La passerelle de Rufisque s’affaisse et fait 4 blessés dont 2 grièvement

La passerelle qui relie la cité des Enseignants du SUDES à Santa Yalla à Rufisque à la cité SIR s’est affaissée hier, mercredi 14 octobre, sur un camion à benne, faisant 4 blessés dont 2 grièvement. Selon les témoignages recueillis sur place, la benne qui s’est déclenchée au moment du passage du camion sous le pont, est à l’origine du drame. Les populations indignées demandent un passage plus sécurisé qui ne coupe pas la zone en «no man’s land».
Les habitants des cités Enseignants du SUDES et SIR de Rufisque ont été hier, mercredi 14 octobre dans l’après-midi, les témoins d’un rocambolesque accident qui a fait tomber la passerelle reliant lesdites cités à hauteur du point de péage de Rufisque. Un camion dont la benne s’est déclenchée au moment de passer sous la passerelle a fait tomber celle-ci dans son élan de folie. Bilan, quatre blessés dont deux grièvement. «Je suis un témoin oculaire. On est descendu à midi. Au moment de prendre le pont pour traverser, nous avons vu le camion arriver du péage. Et tout à coup, il avait violemment heurté le pont qui s’était effondré sur la cabine du camion. Heureusement que nous étions de l’autre côté. J’avais alors crié pour qu’on vienne secourir ceux qui étaient coincés à l’intérieur», a signalé l’enseignante Eugénie Bamby Eva Mallack qui était sur le pont au moment de l’accident.
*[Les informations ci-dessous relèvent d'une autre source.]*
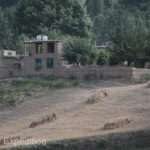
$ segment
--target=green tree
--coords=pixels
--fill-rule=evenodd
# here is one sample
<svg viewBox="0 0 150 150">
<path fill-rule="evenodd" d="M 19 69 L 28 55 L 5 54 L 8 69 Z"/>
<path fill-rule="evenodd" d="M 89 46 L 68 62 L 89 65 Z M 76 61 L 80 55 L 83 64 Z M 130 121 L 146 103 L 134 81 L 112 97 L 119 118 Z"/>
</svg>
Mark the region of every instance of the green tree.
<svg viewBox="0 0 150 150">
<path fill-rule="evenodd" d="M 108 53 L 106 50 L 101 50 L 98 54 L 97 65 L 103 66 L 108 64 Z"/>
<path fill-rule="evenodd" d="M 66 41 L 63 46 L 63 58 L 69 64 L 87 65 L 89 62 L 89 53 L 92 50 L 90 42 L 84 38 L 73 37 Z"/>
<path fill-rule="evenodd" d="M 127 61 L 128 66 L 144 56 L 148 39 L 147 29 L 141 18 L 128 16 L 126 23 L 114 28 L 110 36 L 116 46 L 113 53 L 120 57 L 121 61 Z"/>
<path fill-rule="evenodd" d="M 87 37 L 92 23 L 86 9 L 76 0 L 20 0 L 15 12 L 19 33 L 36 36 L 43 28 L 63 34 Z"/>
</svg>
Saliou Ndoye est un autre témoin oculaire de l’accident. Il revenait de l’infirmerie des Sœurs sise à la cité SIR quand le drame a eu lieu. «En revenant avec mes enfants qui sont malades, je portais même l’un d’entre eux au dos, j’avais remarqué que le chauffeur du petit véhicule klaxonnait au chauffeur du camion pour lui signaler que sa benne s’était relevée. Mais il n’avait pas fait attention et continuait à rouler. J’avais alors dit à mes enfants de ne pas partir. C’est en ce moment que la benne a heurté la passerelle qui s’est affaissée sur la cabine du camion. Ma femme avait commencé à pleuré», dit-il.
Pour sa part, Alpha Samb, pointe un doigt accusateur envers les autorités de la ville de Rufisque qui, selon lui, n’ont fait aucun effort pour protéger les populations du potentat de la société française Eiffage, maître d’œuvre de l’ouvrage. «En tant que ressortissants de Rufisque, nous avons longtemps déploré ça. Aujourd’hui Dieu nous a donné raison. Les Blancs continuent de nous exploiter. Les maitres d’œuvre de l’autoroute à péage ne pensent qu’au gain et ne se soucient guère de la sécurité des habitants. Ce n’est pas leur problème», gronde-t-il.
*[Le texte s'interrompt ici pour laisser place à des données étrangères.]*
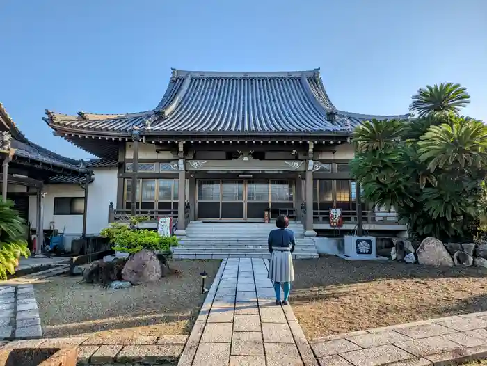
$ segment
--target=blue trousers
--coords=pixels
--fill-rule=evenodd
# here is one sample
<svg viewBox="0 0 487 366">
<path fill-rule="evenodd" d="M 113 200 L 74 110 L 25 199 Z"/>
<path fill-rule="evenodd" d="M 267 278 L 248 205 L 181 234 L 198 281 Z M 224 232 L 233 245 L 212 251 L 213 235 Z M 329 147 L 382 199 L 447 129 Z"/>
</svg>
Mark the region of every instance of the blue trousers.
<svg viewBox="0 0 487 366">
<path fill-rule="evenodd" d="M 274 291 L 276 292 L 276 300 L 280 300 L 280 285 L 281 283 L 280 282 L 274 283 Z M 283 282 L 282 291 L 284 291 L 284 301 L 287 301 L 287 299 L 289 297 L 289 292 L 291 292 L 291 283 Z"/>
</svg>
Selon lui, cette passerelle ne devrait même pas exister car elle coupe la cité SIR du reste de Rufisque et fait souffrir tous ceux qui habitent dans cette partie de la ville. «Les populations souffrent beaucoup grâce à cette passerelle. Et nos maires ne disent rien alors qu’ils devraient se prononcer au moment de la construction de cette infrastructure. La route nationale 1 devait normalement être reliée à cet endroit par la grande route de 30 mètres que voici. Les habitants devaient avoir un point de passage souterrain plus pratique et moins dangereux que cette passerelle mal faite», poursuit-il.
L’équipe de la 14e compagnie des sapeurs pompiers dirigée par le commandant-major Cyprien Diouf a rappliqué sur les lieux à la minute près pour apporter les premiers secours et évacuer les blessés vers l’hôpital de Pikine.